Pope Francis in Cuba.

There were crowds that welcomed the Holy Father wherever he went, from visiting the school in Harlem to the prison in Philadelphia, but the highlight of his time in the U.S. were two addresses given to bishops. With the North American bishops,Pope Francis spoke as a “brother among brothers.” He asked them not to use “harsh and divisive language,” nor to restrict themselves to making “proclamations.” We need to “find room in people’s hearts”without ever making the cross into a “banner of worldly struggles.” With the bishops gathered from all over the world for the World Meeting of Families, he asked that they go beyond complaints and condemnations of what’s wrong around them: “As pastors, we bishops are called to collect our energies and to rebuild enthusiasm for making families correspond ever more fully to the blessing of God which they are! We need to invest our energies not so much in rehearsing the problems of the world around us, and the merits of Christianity, but in extending a sincere invitation to young people to be brave and to opt for marriage and the family.”He invited them to “waste time” with families, staying with them and sharing their difficulties, knowing how to stay close to those who are “lost, abandoned, wounded, broken, downtrodden and deprived of their dignity.”

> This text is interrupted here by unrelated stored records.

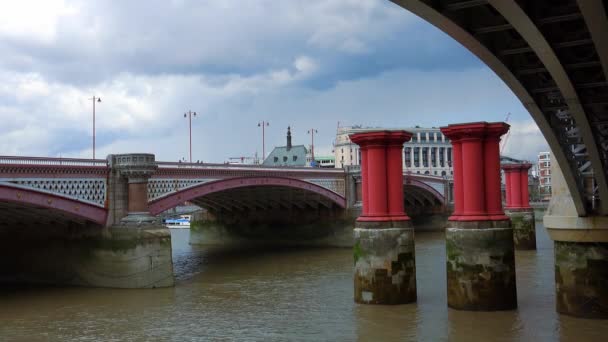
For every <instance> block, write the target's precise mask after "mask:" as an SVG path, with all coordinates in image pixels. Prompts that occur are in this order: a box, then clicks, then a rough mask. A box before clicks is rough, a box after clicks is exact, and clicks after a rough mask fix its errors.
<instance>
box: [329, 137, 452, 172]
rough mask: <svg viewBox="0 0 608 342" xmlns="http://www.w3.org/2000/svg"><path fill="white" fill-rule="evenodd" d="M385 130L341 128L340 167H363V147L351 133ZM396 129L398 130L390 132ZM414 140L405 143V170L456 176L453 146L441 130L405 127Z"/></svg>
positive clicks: (338, 154)
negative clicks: (361, 155)
mask: <svg viewBox="0 0 608 342" xmlns="http://www.w3.org/2000/svg"><path fill="white" fill-rule="evenodd" d="M377 130H382V128H375V127H374V128H372V127H365V128H363V127H360V126H353V127H340V128H338V132H337V134H336V142H335V145H334V155H335V158H336V159H335V164H336V167H337V168H341V167H344V166H350V165H360V163H361V152H360V151H359V146H358V145H357V144H354V143H353V142H351V141H350V138H349V137H348V136H349V134H353V133H360V132H369V131H377ZM390 130H395V129H390ZM403 130H405V131H408V132H411V133H412V134H413V135H412V139H411V140H410V141H408V142H406V143H405V144H403V170H404V171H409V172H412V173H416V174H422V175H431V176H445V177H448V178H451V177H453V174H454V169H453V168H452V145H451V144H450V141H449V139H447V138H446V137H445V136H444V135H443V134H442V133H441V131H440V130H439V128H422V127H414V128H403Z"/></svg>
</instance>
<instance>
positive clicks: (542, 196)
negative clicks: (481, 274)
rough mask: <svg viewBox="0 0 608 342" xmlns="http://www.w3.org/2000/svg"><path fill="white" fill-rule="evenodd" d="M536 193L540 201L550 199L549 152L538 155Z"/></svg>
mask: <svg viewBox="0 0 608 342" xmlns="http://www.w3.org/2000/svg"><path fill="white" fill-rule="evenodd" d="M538 181H539V184H538V192H539V196H540V199H541V200H543V201H548V200H550V199H551V152H540V153H539V154H538Z"/></svg>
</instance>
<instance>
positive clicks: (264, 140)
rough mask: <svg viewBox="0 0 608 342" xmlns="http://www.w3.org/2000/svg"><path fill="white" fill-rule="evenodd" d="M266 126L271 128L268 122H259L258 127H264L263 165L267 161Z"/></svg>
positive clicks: (263, 131) (263, 135) (262, 133)
mask: <svg viewBox="0 0 608 342" xmlns="http://www.w3.org/2000/svg"><path fill="white" fill-rule="evenodd" d="M266 126H270V123H268V121H260V122H258V127H262V163H263V162H264V159H266V143H265V140H266V133H265V131H264V128H265V127H266Z"/></svg>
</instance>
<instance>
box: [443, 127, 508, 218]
mask: <svg viewBox="0 0 608 342" xmlns="http://www.w3.org/2000/svg"><path fill="white" fill-rule="evenodd" d="M508 130H509V125H508V124H506V123H504V122H496V123H488V122H474V123H464V124H455V125H449V126H447V127H442V128H441V132H442V133H443V134H444V135H445V136H446V137H448V138H449V139H450V140H451V141H452V146H453V151H454V205H455V210H454V213H453V214H452V216H450V218H449V219H450V220H452V221H491V220H507V219H508V217H507V216H505V215H504V211H503V208H502V201H501V197H500V191H501V190H500V148H499V143H500V137H501V136H502V135H503V134H505V133H506V132H508Z"/></svg>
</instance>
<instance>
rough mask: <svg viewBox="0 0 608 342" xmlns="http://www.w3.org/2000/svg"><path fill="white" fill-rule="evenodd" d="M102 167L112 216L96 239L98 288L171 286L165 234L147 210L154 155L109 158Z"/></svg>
mask: <svg viewBox="0 0 608 342" xmlns="http://www.w3.org/2000/svg"><path fill="white" fill-rule="evenodd" d="M108 162H109V165H110V169H111V171H110V176H109V177H110V182H109V193H110V196H112V198H114V200H115V202H114V203H113V204H112V205H113V208H110V209H111V210H110V212H112V213H113V214H114V215H112V216H111V219H112V220H108V224H107V227H105V228H104V233H103V234H102V235H101V236H100V237H99V239H100V241H101V242H102V243H101V245H102V246H104V248H100V249H99V250H97V251H95V252H96V253H97V255H98V256H99V258H100V263H101V264H102V265H103V266H104V267H105V268H106V269H107V274H108V277H107V278H103V279H99V281H98V282H99V283H98V285H99V286H108V287H124V288H147V287H166V286H173V262H172V256H171V234H170V232H169V229H168V228H167V227H165V226H163V225H162V224H161V223H160V222H159V221H158V220H157V218H155V217H154V216H152V215H150V212H149V210H148V180H149V179H150V177H151V176H152V175H153V174H154V173H155V172H156V170H157V168H158V166H157V164H156V162H155V158H154V155H153V154H144V153H140V154H118V155H110V156H108ZM125 204H126V216H125V215H124V214H125V211H124V209H125V207H124V206H125ZM119 218H120V219H119ZM105 246H107V248H105Z"/></svg>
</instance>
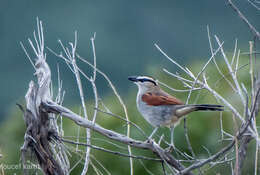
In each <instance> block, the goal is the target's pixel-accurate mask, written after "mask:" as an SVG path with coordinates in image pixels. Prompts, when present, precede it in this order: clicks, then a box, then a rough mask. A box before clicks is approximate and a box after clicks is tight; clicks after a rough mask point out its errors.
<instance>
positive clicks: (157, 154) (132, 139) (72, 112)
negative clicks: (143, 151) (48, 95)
mask: <svg viewBox="0 0 260 175" xmlns="http://www.w3.org/2000/svg"><path fill="white" fill-rule="evenodd" d="M42 107H43V108H44V109H45V110H46V111H48V112H50V113H58V114H60V115H63V116H64V117H67V118H69V119H71V120H73V121H74V122H75V123H76V124H77V125H80V126H82V127H86V128H90V129H92V130H94V131H96V132H98V133H100V134H102V135H104V136H106V137H108V138H110V139H112V140H115V141H118V142H121V143H124V144H127V145H129V146H133V147H136V148H142V149H149V150H151V151H153V152H155V153H156V154H157V155H158V156H159V157H160V158H161V159H162V160H165V161H166V162H167V163H168V164H169V165H171V166H172V167H174V168H175V169H177V170H178V171H181V170H184V166H183V165H182V164H180V163H179V162H178V161H177V160H176V159H175V158H174V157H173V156H172V155H171V154H170V153H168V152H165V151H164V150H163V149H162V148H161V147H160V146H159V145H158V144H156V143H155V142H149V143H148V142H142V141H139V140H134V139H132V138H129V137H127V136H125V135H122V134H119V133H117V132H114V131H111V130H108V129H105V128H103V127H101V126H99V125H98V124H95V125H93V123H92V122H91V121H89V120H87V119H85V118H83V117H81V116H79V115H77V114H75V113H73V112H72V111H70V110H69V109H67V108H64V107H62V106H60V105H58V104H56V103H54V102H51V101H49V102H48V103H45V102H43V103H42ZM186 174H187V175H189V174H192V173H190V172H187V173H186Z"/></svg>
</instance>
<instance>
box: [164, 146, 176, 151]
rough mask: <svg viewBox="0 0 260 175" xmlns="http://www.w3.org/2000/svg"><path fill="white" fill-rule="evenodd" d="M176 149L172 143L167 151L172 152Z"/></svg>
mask: <svg viewBox="0 0 260 175" xmlns="http://www.w3.org/2000/svg"><path fill="white" fill-rule="evenodd" d="M174 149H175V146H174V144H170V146H169V147H168V148H166V149H165V151H166V152H169V153H171V152H172V151H173V150H174Z"/></svg>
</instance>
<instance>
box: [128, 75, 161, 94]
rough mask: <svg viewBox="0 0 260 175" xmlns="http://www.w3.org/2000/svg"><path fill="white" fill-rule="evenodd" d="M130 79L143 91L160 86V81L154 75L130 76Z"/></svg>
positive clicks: (157, 87)
mask: <svg viewBox="0 0 260 175" xmlns="http://www.w3.org/2000/svg"><path fill="white" fill-rule="evenodd" d="M128 80H130V81H133V82H134V83H135V84H136V85H137V86H138V88H139V90H141V91H147V90H151V89H154V88H158V82H157V80H155V79H154V78H152V77H148V76H130V77H128Z"/></svg>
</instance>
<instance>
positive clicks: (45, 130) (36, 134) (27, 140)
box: [19, 21, 68, 175]
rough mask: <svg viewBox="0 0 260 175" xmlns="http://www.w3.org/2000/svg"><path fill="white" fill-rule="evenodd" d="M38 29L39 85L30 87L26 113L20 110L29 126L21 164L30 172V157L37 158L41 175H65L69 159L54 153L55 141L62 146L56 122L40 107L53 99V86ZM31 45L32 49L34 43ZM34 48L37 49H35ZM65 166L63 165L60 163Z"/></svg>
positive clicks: (37, 43) (37, 45)
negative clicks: (53, 146) (53, 145)
mask: <svg viewBox="0 0 260 175" xmlns="http://www.w3.org/2000/svg"><path fill="white" fill-rule="evenodd" d="M37 25H38V34H39V35H38V37H39V38H38V40H37V39H36V36H34V37H35V41H36V45H37V50H36V49H34V51H35V54H36V56H37V60H36V62H35V64H33V65H34V68H35V71H36V72H35V75H36V76H37V80H38V83H37V84H35V83H34V82H33V81H31V82H30V83H29V89H28V91H27V93H26V96H25V99H26V109H25V110H24V109H23V107H22V106H21V105H19V107H20V108H21V110H22V111H23V112H24V121H25V123H26V128H27V129H26V132H25V135H24V144H23V146H22V148H21V153H22V163H23V168H24V174H28V173H29V172H28V171H27V169H26V168H25V166H26V163H27V161H26V160H27V157H28V156H27V153H28V152H29V153H30V154H32V155H34V156H35V158H36V160H37V162H38V163H39V165H40V167H41V169H42V171H43V172H44V174H46V175H52V174H57V175H63V174H67V173H68V164H67V163H66V162H62V161H61V160H67V159H66V155H64V154H63V155H62V156H63V157H61V156H60V155H59V154H56V153H55V150H54V147H53V145H52V141H55V142H56V144H58V146H59V145H60V144H61V142H60V141H59V139H58V135H59V133H58V130H57V129H56V128H57V125H56V123H55V122H53V121H50V120H51V119H50V116H51V115H50V114H48V113H47V112H46V111H45V110H44V109H43V108H42V107H41V103H42V102H44V101H47V100H50V99H51V95H50V94H51V93H50V83H51V71H50V68H49V66H48V64H47V63H46V57H45V55H44V52H43V51H44V38H43V35H41V31H42V24H41V22H39V21H37ZM29 41H30V44H31V46H33V45H32V42H31V40H29ZM33 48H34V47H33ZM61 162H62V163H61Z"/></svg>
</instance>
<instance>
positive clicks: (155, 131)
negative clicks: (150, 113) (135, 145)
mask: <svg viewBox="0 0 260 175" xmlns="http://www.w3.org/2000/svg"><path fill="white" fill-rule="evenodd" d="M157 130H158V127H156V128H154V130H153V132H152V133H151V135H150V136H149V137H148V141H149V140H151V139H152V137H153V135H154V134H155V133H156V131H157Z"/></svg>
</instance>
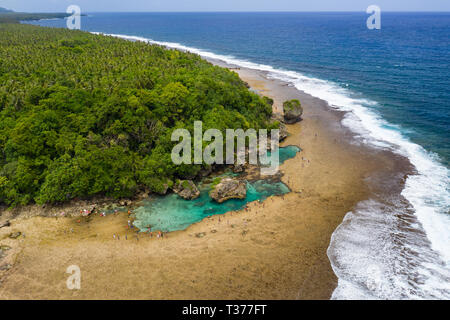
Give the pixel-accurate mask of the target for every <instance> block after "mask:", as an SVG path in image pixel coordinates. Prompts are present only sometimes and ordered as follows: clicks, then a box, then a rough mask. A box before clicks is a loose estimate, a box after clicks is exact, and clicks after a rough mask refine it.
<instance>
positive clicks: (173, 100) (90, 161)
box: [0, 24, 272, 206]
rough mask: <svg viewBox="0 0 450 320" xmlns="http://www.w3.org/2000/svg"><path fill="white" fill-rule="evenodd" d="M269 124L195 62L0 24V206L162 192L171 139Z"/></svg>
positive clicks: (180, 170) (64, 32) (148, 46)
mask: <svg viewBox="0 0 450 320" xmlns="http://www.w3.org/2000/svg"><path fill="white" fill-rule="evenodd" d="M271 113H272V110H271V106H270V104H269V103H267V101H265V100H263V99H261V98H260V97H259V96H257V95H256V94H254V93H251V92H250V91H249V90H248V89H247V88H246V86H245V83H243V82H242V81H241V80H240V79H239V77H238V76H237V74H235V73H233V72H231V71H229V70H226V69H223V68H220V67H216V66H213V65H211V64H210V63H208V62H206V61H204V60H202V59H201V58H200V57H199V56H197V55H194V54H188V53H182V52H179V51H176V50H168V49H165V48H162V47H160V46H155V45H148V44H144V43H141V42H129V41H125V40H121V39H117V38H113V37H106V36H99V35H92V34H89V33H85V32H81V31H71V30H66V29H51V28H42V27H36V26H30V25H20V24H0V202H3V203H6V204H8V205H11V206H14V205H18V204H27V203H30V202H33V201H35V202H37V203H54V202H62V201H66V200H68V199H73V198H86V197H90V196H93V195H105V196H112V197H128V196H132V195H133V194H134V193H136V192H137V191H139V190H140V189H143V188H148V189H150V190H151V191H160V190H162V189H163V188H164V187H163V185H164V183H166V182H167V179H172V180H174V179H177V178H185V177H192V176H195V175H196V174H198V173H199V171H200V170H201V169H202V165H181V166H175V165H174V164H173V163H172V161H171V158H170V154H171V150H172V147H173V146H174V144H175V143H174V142H171V139H170V138H171V133H172V131H173V130H174V129H175V128H187V129H189V130H191V131H193V122H194V121H195V120H202V121H203V129H204V130H207V129H208V128H218V129H220V130H224V129H225V128H235V129H236V128H243V129H247V128H256V129H257V128H262V127H267V126H268V123H269V122H268V119H269V117H270V115H271Z"/></svg>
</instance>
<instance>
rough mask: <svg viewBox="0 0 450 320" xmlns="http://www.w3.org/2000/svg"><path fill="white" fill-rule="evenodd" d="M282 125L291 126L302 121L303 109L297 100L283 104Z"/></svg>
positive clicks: (286, 101) (300, 103)
mask: <svg viewBox="0 0 450 320" xmlns="http://www.w3.org/2000/svg"><path fill="white" fill-rule="evenodd" d="M283 112H284V123H287V124H293V123H296V122H299V121H301V120H302V114H303V108H302V105H301V103H300V101H298V100H297V99H294V100H289V101H285V102H284V103H283Z"/></svg>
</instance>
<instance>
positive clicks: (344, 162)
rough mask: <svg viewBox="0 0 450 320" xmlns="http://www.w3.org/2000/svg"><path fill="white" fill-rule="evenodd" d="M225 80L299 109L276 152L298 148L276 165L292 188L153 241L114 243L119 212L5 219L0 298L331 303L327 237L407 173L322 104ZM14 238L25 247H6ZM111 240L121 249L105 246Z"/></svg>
mask: <svg viewBox="0 0 450 320" xmlns="http://www.w3.org/2000/svg"><path fill="white" fill-rule="evenodd" d="M233 71H236V72H238V74H239V75H240V77H241V79H243V80H244V81H246V82H247V83H249V84H250V86H251V87H252V88H253V89H254V90H258V91H259V92H262V93H263V94H265V95H267V96H269V97H271V98H273V99H274V100H275V104H274V107H275V109H276V110H279V108H280V105H281V103H282V102H283V101H284V100H288V99H292V98H295V97H297V98H300V101H301V102H302V105H303V106H304V110H305V112H304V120H303V121H302V122H300V123H297V124H295V125H287V129H288V131H289V132H290V133H291V135H290V136H289V137H288V138H287V139H286V140H285V141H284V142H283V143H282V146H286V145H296V146H298V147H300V148H302V151H301V152H300V153H299V154H297V156H296V157H295V158H293V159H290V160H287V161H286V162H285V163H284V164H283V165H282V166H281V167H280V168H281V170H282V171H283V173H284V176H283V177H282V181H283V182H284V183H285V184H286V185H287V186H288V187H289V188H290V190H291V191H292V192H291V193H289V194H287V195H286V196H285V197H284V198H285V199H284V200H282V198H281V197H270V198H268V199H267V200H265V201H264V202H263V203H262V204H259V203H250V204H249V211H248V212H245V211H239V212H229V213H227V214H224V215H221V216H213V217H212V218H206V219H204V220H202V221H201V222H198V223H196V224H193V225H191V226H190V227H188V228H187V229H186V230H184V231H176V232H173V233H170V234H168V237H167V238H164V239H162V240H161V239H159V240H157V239H155V238H152V239H150V238H148V237H145V236H142V237H140V239H139V240H137V239H135V238H134V237H133V236H132V235H130V237H129V238H131V239H128V241H126V240H123V239H124V234H125V231H124V229H123V225H126V220H127V218H126V214H119V215H111V216H110V217H106V218H100V217H92V219H91V220H90V221H89V222H83V223H82V224H77V223H76V221H74V220H75V219H74V218H42V217H33V218H29V219H23V220H13V221H12V222H13V225H12V226H11V227H8V228H3V229H0V243H1V244H4V243H5V244H6V245H8V244H12V245H13V246H14V248H13V249H12V250H11V251H12V252H11V253H10V254H8V256H9V258H10V259H16V261H15V264H14V265H13V267H12V268H11V270H8V271H7V274H6V275H5V277H4V278H2V284H1V285H0V298H12V299H16V298H25V299H27V298H44V299H46V298H53V299H72V298H78V299H91V298H96V299H120V298H122V299H329V298H330V297H331V294H332V293H333V291H334V289H335V288H336V285H337V278H336V275H335V274H334V272H333V270H332V266H331V265H330V261H329V259H328V256H327V250H328V247H329V243H330V238H331V236H332V234H333V233H334V231H335V230H336V228H337V227H338V226H339V225H340V224H341V223H342V221H343V218H344V216H345V215H346V214H347V212H349V211H351V210H352V209H353V208H354V207H355V206H356V205H357V204H358V203H360V202H361V201H363V200H366V199H368V198H369V197H370V196H371V195H372V194H373V193H376V192H381V191H384V192H387V191H386V190H380V189H382V188H380V186H382V185H383V183H382V182H381V181H380V179H381V180H383V179H385V178H386V177H388V176H389V174H392V173H395V174H398V173H399V172H401V173H402V174H403V175H407V174H408V173H410V172H411V167H410V164H409V162H408V161H407V159H404V158H401V157H400V156H396V155H393V154H392V153H390V152H387V151H382V150H373V149H371V148H369V147H366V146H362V145H357V144H355V143H354V134H353V133H351V132H350V131H349V129H347V128H345V127H343V126H342V124H341V120H342V117H343V115H344V112H341V111H335V110H331V109H330V108H329V107H328V105H327V103H326V102H325V101H323V100H320V99H316V98H313V97H311V96H309V95H307V94H304V93H302V92H300V91H298V90H297V89H295V88H293V87H290V86H288V85H287V84H286V83H283V82H282V81H279V80H273V79H267V78H265V76H264V72H263V71H257V70H250V69H245V68H240V69H239V70H233ZM303 159H306V160H303ZM374 177H379V179H378V180H377V179H376V178H374ZM368 180H370V181H368ZM388 180H389V179H388ZM394 180H395V181H394V182H395V183H394V184H393V187H391V189H389V192H391V191H395V192H398V191H399V190H400V192H401V190H402V180H401V179H398V177H397V176H395V179H394ZM403 183H404V181H403ZM219 217H221V218H222V221H221V222H219ZM225 221H227V222H225ZM70 229H75V232H74V233H68V230H70ZM15 230H17V231H24V232H25V233H26V238H20V239H19V240H12V239H9V238H6V240H5V235H7V233H10V232H13V231H15ZM6 231H8V232H6ZM213 231H214V232H213ZM113 233H114V234H118V235H120V237H121V239H122V240H120V241H117V240H113V239H112V237H111V235H112V234H113ZM15 242H19V243H18V244H17V243H15ZM131 262H133V263H131ZM70 264H78V265H80V268H81V271H82V273H83V279H84V280H83V284H82V288H83V289H82V290H80V291H77V292H72V291H69V290H67V289H66V288H65V279H66V277H67V275H65V268H67V266H69V265H70ZM27 279H34V281H33V282H32V283H29V282H27ZM125 283H126V284H127V285H124V284H125ZM105 289H106V290H105Z"/></svg>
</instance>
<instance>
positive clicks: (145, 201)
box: [134, 146, 300, 232]
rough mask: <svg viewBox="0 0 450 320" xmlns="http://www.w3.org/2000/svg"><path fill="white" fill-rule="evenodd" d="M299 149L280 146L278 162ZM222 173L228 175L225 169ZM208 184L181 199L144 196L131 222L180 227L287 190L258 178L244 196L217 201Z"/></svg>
mask: <svg viewBox="0 0 450 320" xmlns="http://www.w3.org/2000/svg"><path fill="white" fill-rule="evenodd" d="M299 151H300V148H298V147H296V146H288V147H285V148H280V163H283V162H284V161H286V160H288V159H291V158H293V157H295V155H296V154H297V153H298V152H299ZM224 175H229V174H228V173H225V174H224ZM210 190H211V185H210V184H203V185H201V186H200V192H201V194H200V197H199V198H197V199H195V200H191V201H188V200H184V199H182V198H180V197H179V196H178V195H176V194H169V195H167V196H157V197H153V198H150V199H148V200H144V201H143V202H142V206H140V207H138V208H137V209H136V210H134V212H135V214H136V221H135V222H134V224H135V226H136V227H138V228H139V229H140V230H146V229H147V228H148V226H151V228H152V230H162V231H166V232H170V231H177V230H184V229H186V228H187V227H189V226H190V225H191V224H193V223H196V222H199V221H201V220H203V219H204V218H206V217H209V216H212V215H216V214H224V213H226V212H229V211H235V210H240V209H242V208H244V206H245V205H246V204H247V203H249V202H253V201H256V200H260V201H263V200H265V199H267V198H268V197H270V196H274V195H283V194H286V193H289V192H290V190H289V188H288V187H287V186H286V185H285V184H284V183H282V182H273V181H270V180H258V181H254V182H248V183H247V197H246V198H245V199H232V200H228V201H225V202H224V203H221V204H219V203H217V202H215V201H213V200H212V199H211V198H210V197H209V191H210Z"/></svg>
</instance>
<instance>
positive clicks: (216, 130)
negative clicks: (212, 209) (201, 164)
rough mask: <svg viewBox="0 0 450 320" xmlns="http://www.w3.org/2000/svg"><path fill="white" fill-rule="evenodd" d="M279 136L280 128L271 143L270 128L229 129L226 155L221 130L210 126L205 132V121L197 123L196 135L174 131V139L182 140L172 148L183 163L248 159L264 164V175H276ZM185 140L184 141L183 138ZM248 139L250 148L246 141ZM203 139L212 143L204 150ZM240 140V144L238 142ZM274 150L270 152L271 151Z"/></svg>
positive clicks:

If “we prove capable of the demanding task of reflecting God’s love,” the Holy Father concluded, citing Gospel scenes that are applicable to today’s questions, “cultivating infinite patience and serenity as we strive to sow its seeds in the frequently crooked furrows in which we are called to plant–for very often we really do have to sow in crooked furrows–then even a Samaritan woman with five ‘non-husbands’ will discover that she is capable of giving witness. And for every rich young man who with sadness feels that he has to calmly keep considering the matter, an older publican will come down from the tree and give fourfold to the poor, to whom, before that moment, he had never even given a thought.” Pope Francis offered us a living example of this outlook and approach, of pastoral conversion, during every stop of his American voyage.